Director of the Lidice Memorial in the Czech Republic has resigned
Michaela Lagronová, spokesperson for the Czech Culture Ministry, informed the Czech News Agency (ČTK) that Martina Lehmannová has resigned from her position as director of the Lidice Memorial in the Czech Republic. The former director did not immediately reveal why she has resigned.
Lehmannová has run the memorial site since April 2017. The institution will temporarily be led by the director's statutory deputy, the head of the facility's Economic Department, Dagmar Kosová.
The ministry will be announcing an open competition for the job, the spokesperson said. Lehmannová told ČTK earlier today that she is preparing a written statement about her resignation.

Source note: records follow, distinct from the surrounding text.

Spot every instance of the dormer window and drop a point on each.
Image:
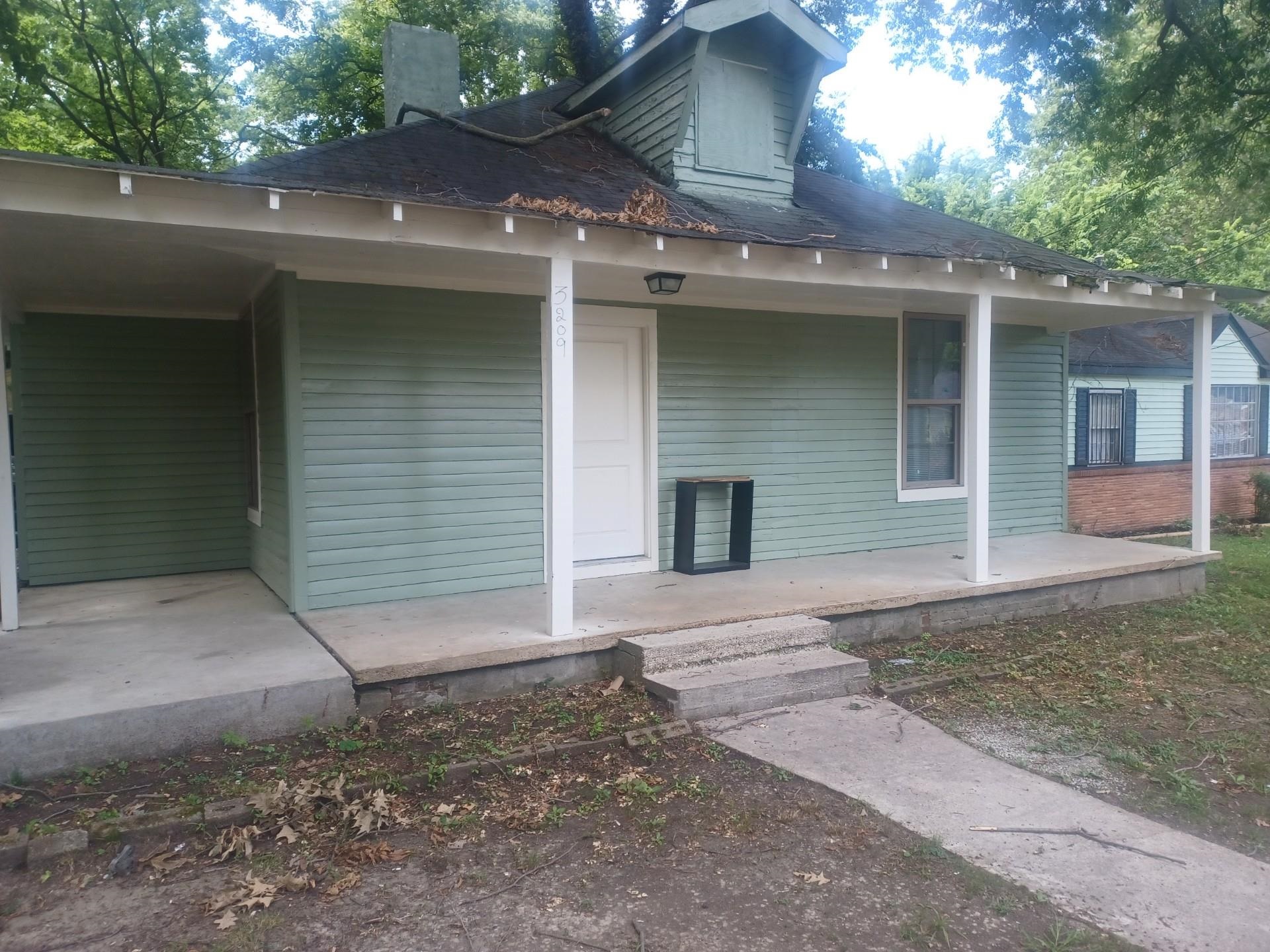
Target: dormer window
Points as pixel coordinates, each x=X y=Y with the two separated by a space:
x=734 y=117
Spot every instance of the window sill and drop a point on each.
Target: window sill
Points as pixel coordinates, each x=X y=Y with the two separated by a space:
x=930 y=493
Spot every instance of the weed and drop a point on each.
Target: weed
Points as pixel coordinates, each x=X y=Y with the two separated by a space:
x=597 y=727
x=929 y=848
x=1060 y=937
x=927 y=928
x=556 y=816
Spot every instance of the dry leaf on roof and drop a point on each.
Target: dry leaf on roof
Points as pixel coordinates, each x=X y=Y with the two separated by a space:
x=646 y=206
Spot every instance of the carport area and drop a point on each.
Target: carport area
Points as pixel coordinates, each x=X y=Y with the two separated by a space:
x=132 y=668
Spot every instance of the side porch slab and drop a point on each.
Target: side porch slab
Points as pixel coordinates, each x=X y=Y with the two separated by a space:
x=111 y=670
x=444 y=640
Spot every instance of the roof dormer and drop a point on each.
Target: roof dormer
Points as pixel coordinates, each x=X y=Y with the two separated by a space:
x=720 y=95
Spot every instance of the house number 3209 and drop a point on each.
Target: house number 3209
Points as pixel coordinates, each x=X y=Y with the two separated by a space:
x=559 y=302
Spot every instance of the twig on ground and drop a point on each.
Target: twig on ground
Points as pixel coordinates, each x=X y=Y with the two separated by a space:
x=1195 y=767
x=571 y=938
x=462 y=923
x=743 y=721
x=51 y=799
x=900 y=724
x=520 y=879
x=1078 y=832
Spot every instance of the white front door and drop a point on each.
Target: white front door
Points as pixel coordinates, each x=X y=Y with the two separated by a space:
x=610 y=465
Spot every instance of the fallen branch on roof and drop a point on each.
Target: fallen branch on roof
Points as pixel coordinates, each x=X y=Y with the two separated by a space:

Last November the memorial faced criticism from people who had survived the Nazi razing of the village as children. Those survivors also criticized a reportage by public broadcaster Czech Television which reviewed the allegations that an inhabitant of Lidice had turned in her Jewish renters to gendarmes just a few days before the village was set ablaze by the Nazis.
In their open letter, the survivors wrote that they believed Lehmannová was indifferent to their suffering and that of their families and was not honoring the facts of the tragedy that happened there. They also said they felt they were just being tolerated for show as auxiliaries to the activities of the memorial.

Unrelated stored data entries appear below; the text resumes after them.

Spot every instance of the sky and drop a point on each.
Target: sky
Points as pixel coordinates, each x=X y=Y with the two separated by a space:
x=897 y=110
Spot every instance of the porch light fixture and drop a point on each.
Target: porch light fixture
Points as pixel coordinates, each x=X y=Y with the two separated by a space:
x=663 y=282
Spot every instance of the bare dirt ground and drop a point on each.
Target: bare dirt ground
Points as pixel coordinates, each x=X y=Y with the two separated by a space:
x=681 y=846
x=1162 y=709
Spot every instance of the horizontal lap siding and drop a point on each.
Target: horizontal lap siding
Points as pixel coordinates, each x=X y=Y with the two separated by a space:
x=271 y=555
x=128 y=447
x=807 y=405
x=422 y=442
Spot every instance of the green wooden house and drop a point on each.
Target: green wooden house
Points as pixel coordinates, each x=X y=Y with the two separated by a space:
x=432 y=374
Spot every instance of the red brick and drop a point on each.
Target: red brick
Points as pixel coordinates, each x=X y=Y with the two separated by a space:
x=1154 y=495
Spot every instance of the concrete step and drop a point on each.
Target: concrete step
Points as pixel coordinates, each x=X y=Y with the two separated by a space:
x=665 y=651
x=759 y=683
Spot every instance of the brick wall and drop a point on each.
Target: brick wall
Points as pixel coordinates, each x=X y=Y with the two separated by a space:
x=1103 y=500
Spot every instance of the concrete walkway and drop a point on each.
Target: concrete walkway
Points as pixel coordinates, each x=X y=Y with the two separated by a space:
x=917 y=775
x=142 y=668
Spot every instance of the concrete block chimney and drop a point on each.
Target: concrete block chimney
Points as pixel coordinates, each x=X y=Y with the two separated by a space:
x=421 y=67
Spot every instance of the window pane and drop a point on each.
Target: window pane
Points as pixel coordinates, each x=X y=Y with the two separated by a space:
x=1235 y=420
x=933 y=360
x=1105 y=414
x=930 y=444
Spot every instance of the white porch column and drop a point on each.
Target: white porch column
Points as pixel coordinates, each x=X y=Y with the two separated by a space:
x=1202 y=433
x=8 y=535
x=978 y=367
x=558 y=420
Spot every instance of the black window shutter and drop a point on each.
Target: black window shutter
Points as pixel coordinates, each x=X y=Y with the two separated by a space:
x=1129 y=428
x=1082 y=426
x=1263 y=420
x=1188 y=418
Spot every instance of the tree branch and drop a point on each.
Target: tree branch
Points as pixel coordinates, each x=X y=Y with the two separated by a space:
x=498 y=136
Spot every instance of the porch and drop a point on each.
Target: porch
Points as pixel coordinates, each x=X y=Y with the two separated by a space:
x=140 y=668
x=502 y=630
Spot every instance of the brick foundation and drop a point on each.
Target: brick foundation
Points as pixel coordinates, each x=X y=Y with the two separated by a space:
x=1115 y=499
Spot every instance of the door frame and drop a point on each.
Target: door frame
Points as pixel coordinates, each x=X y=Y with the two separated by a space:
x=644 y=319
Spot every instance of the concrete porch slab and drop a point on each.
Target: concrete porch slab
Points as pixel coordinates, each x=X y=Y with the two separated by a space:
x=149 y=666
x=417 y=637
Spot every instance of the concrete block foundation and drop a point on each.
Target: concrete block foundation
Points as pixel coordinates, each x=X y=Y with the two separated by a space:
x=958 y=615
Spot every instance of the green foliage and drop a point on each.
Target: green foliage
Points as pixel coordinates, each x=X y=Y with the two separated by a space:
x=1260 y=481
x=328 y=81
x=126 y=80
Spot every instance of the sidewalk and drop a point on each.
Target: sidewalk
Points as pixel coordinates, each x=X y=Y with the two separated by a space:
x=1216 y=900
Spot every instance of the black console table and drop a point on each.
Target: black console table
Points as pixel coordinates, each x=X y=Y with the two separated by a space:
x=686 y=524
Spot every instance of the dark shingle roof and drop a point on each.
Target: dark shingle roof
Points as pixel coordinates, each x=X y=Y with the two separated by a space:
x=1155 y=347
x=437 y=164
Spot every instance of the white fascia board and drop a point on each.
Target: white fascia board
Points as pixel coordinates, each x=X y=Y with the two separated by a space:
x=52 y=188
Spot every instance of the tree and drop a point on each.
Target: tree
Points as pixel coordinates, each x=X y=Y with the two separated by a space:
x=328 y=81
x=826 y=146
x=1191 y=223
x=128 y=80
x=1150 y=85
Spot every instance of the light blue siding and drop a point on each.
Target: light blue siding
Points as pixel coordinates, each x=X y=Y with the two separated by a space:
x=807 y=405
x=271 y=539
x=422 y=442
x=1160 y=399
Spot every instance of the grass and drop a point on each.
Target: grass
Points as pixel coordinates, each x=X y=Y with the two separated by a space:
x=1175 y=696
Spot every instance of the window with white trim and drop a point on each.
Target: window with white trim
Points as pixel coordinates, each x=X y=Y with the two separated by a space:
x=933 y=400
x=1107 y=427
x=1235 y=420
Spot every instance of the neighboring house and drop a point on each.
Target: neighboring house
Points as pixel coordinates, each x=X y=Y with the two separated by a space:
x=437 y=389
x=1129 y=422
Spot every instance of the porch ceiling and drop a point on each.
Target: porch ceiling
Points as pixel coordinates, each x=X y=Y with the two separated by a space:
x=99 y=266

Czech Culture Minister Lubomír Zaorálek (Czech Social Democratic Party - ČSSD) inserted himself into the argument, visiting the memorial and saying the director had to attempt to resolve the situation. The memorial commemorates the Nazi annihilation of the village of Lidice on 10 June 1942.
The pretext for the Nazi action was the perceived association between the village and the assassination of Reichsprotektor Reinhard Heydrich, and out of roughly 500 residents, just 160 survived the war. Directly in Lidice on 10 June 1942 the Nazis shot dead 173 local men, and on 16 June 1942 in Prague-Kobylisy another 26 Lidice residents were also shot by the Nazis.
The women from Lidice were sent to concentration camps, 53 of whom did not survive them. The children from Lidice, 82 of them, were gassed to death in a mobile gas chamber at a deportation camp.
After the liberation, 17 of those who survived the razing of their village as children and 143 of those who survived as adult women gradually came back to the village. At the close of 2019, one of the last two people to have survived the massacre as adult women, Miloslava Kalibová, passed away.
Mrs Kalibová was just shy of her 97th birthday when she died. Of those who survived Lidice as adult women, only Jaroslava Skleničková is still alive.
In recent years the number of people visiting the Lidice Memorial has grown, and in 2017 more than 150 000 people came to see it compared to 46 000 in 2015. The Lidice Memorial is also responsible for the remembrance site at the village of Ležáky, which also commemorates the despotism of Nazism.